For the author, a person’s passion and his potentials not
really the course he studied in school or the grades he made in examinations
are the lader life has provided him for the top. “Discover your passion”, he
emphasises. And turn them to wealth.
He also trumpets “planning within” which is about tuning the
mind to drop some mindset about life that, according to him has “limited the
potentials of the young generation.” The achiac mindset must be killed.
Also listed for elimination is the thought that no one can
redirect the wheel. In the view of the author, in Chapter Two “the need to look
inwards and identify talents that one can turn into a source of livelihood so
as to excel in life” is crucial.
“Our ability to define our passions beyond school
certificates and job descriptions will reveal who we are and the vigour and
vision we need to explore our new selves in life,” he writes.
Reading through the clearly printed 80-page book ,what
strikes is the pace of the writing which makes it possible for a fast reader to
gobble it in one night. Unlike many of such motivational literature that are
often heavy-ladden with anecdotes and references from other books.
Chinemerem’s mostly rely on his personal encounters with
life and those of people he knows – a lot of them, young people. His,is still a
‘ how to’ book but he puts it out as: this is what I have found out about
breaking through.
Yet he did not write
a biography in ‘From Certificate to Success’. Rather, the author presents an
engaging account of a young man who has spent over three decades of life,
striving to live up to the expectation of parents, guardians, uncles, aunts,
sibling, peers and society until he realised the hard way, the wisdom of
Socrates’ Maxim that “an unexamined life is not worth living” and looked
inwards.
Upon the
introversion, he observed the need to raise the gear farther from where
socrates left it. Hence, the real impetus from the book is that after self
examination, the next vital thing is to take a bold work towards your horizon.
There is where your sun shines.
The author writes: “The major factor in clarifying one’s
life purpose is desire. What is it that you desire in life? What are you
supposed to do to achieve your desires? A deep-rooted desire ignites the whole
body to the point that it becomes a reality. Turning one’s desire into reality
is what distinguishes achievers from loosers”. (P35).
Making ‘From Certificate to Success’ handy and not bulky is
a plus for the new book. It makes it fit for the main audience of the author.

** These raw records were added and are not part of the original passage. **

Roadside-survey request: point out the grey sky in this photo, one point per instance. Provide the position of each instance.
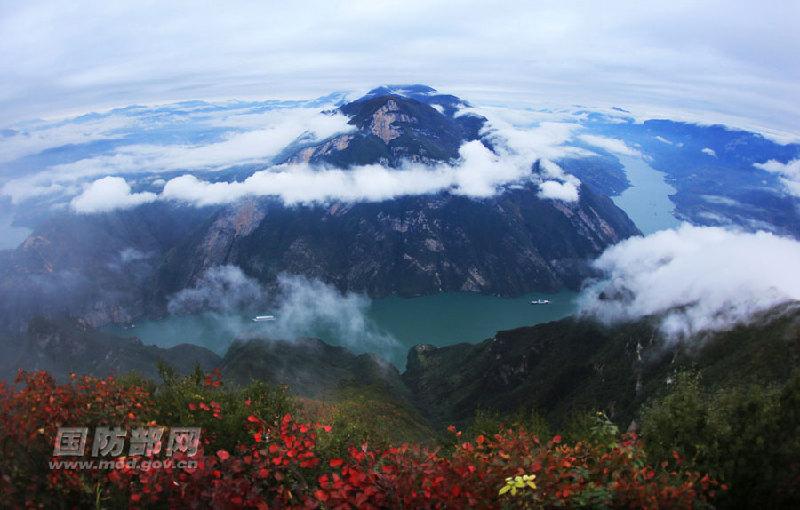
(734, 58)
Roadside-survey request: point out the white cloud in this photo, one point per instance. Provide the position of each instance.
(107, 194)
(613, 145)
(789, 172)
(302, 307)
(479, 173)
(220, 289)
(34, 138)
(694, 278)
(54, 57)
(564, 191)
(269, 133)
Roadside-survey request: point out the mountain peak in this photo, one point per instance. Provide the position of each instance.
(397, 123)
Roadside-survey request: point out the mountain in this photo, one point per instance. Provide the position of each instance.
(123, 265)
(397, 124)
(577, 364)
(558, 369)
(509, 244)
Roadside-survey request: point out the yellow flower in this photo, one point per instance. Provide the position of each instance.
(514, 484)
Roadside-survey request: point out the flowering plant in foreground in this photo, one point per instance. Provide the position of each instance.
(283, 462)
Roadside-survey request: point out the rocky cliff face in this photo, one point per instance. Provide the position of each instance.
(505, 245)
(579, 365)
(115, 267)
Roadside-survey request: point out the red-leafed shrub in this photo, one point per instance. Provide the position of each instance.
(256, 455)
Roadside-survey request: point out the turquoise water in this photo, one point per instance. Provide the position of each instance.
(647, 201)
(439, 319)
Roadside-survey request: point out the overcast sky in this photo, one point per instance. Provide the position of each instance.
(737, 58)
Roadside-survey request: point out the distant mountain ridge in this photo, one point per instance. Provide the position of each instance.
(121, 265)
(558, 368)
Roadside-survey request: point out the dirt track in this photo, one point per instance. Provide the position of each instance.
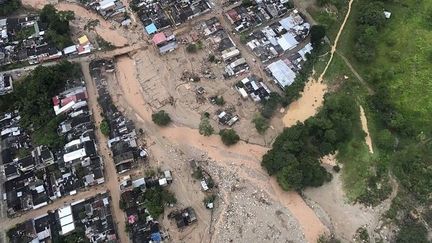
(111, 178)
(313, 95)
(130, 97)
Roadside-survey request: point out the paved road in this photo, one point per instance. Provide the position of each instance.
(11, 222)
(105, 54)
(111, 178)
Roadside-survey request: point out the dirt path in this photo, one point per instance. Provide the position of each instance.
(313, 95)
(104, 29)
(37, 4)
(111, 179)
(356, 74)
(363, 120)
(242, 154)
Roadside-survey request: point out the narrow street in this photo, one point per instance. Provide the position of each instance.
(111, 178)
(7, 223)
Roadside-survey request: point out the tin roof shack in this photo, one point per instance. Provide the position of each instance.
(278, 38)
(87, 218)
(109, 9)
(223, 46)
(284, 71)
(165, 43)
(184, 217)
(244, 18)
(122, 138)
(142, 226)
(6, 86)
(227, 118)
(157, 15)
(253, 87)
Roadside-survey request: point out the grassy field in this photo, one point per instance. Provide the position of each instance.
(405, 53)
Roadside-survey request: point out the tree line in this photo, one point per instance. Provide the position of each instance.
(32, 97)
(294, 157)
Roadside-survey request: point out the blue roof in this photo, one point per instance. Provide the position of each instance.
(156, 237)
(151, 29)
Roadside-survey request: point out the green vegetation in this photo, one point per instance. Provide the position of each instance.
(9, 7)
(229, 137)
(155, 199)
(32, 97)
(412, 232)
(294, 157)
(393, 56)
(105, 127)
(205, 127)
(317, 33)
(161, 118)
(58, 25)
(261, 124)
(219, 100)
(269, 106)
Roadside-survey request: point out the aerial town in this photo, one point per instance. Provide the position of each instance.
(147, 121)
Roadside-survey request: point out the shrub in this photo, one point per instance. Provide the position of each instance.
(336, 168)
(205, 128)
(317, 34)
(161, 118)
(229, 137)
(261, 124)
(220, 101)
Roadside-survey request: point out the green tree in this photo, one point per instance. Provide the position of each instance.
(385, 140)
(261, 124)
(161, 118)
(412, 232)
(205, 127)
(220, 101)
(270, 105)
(229, 137)
(290, 177)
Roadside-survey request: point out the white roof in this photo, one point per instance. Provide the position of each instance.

The all-black cover design makes the book come across as serious which could be
good for the budding author’s profile but may scare some readers in his
catchment audience.
Beyond the use of North American English Spellings (the
book’s imprint States “Made in USA Columbia SC, 15 September 2019”) and
occassional long (sentence-like) subtitles.
The new work of seven
thought-provoking chapters is a convincing first foot forward for a writer who
shows promise in every sentence therein. More remarkable about the work is that
it hits the nail on the head of a development
that has kept our society backward and will continue to cripple it until
we kill it: “There is more to success than acquiring certificates.”
Indeed, there are more to success than what many in our
society deem it to be. Beyond certificates, self agrandising grades, financial
increament and social honours, success means a total advancement in a person’s
fortune.
What Chinemerem needs to dwell more on in another book that
should follow ‘From Certificates to Success’
is what success actually means apart from financial advancement.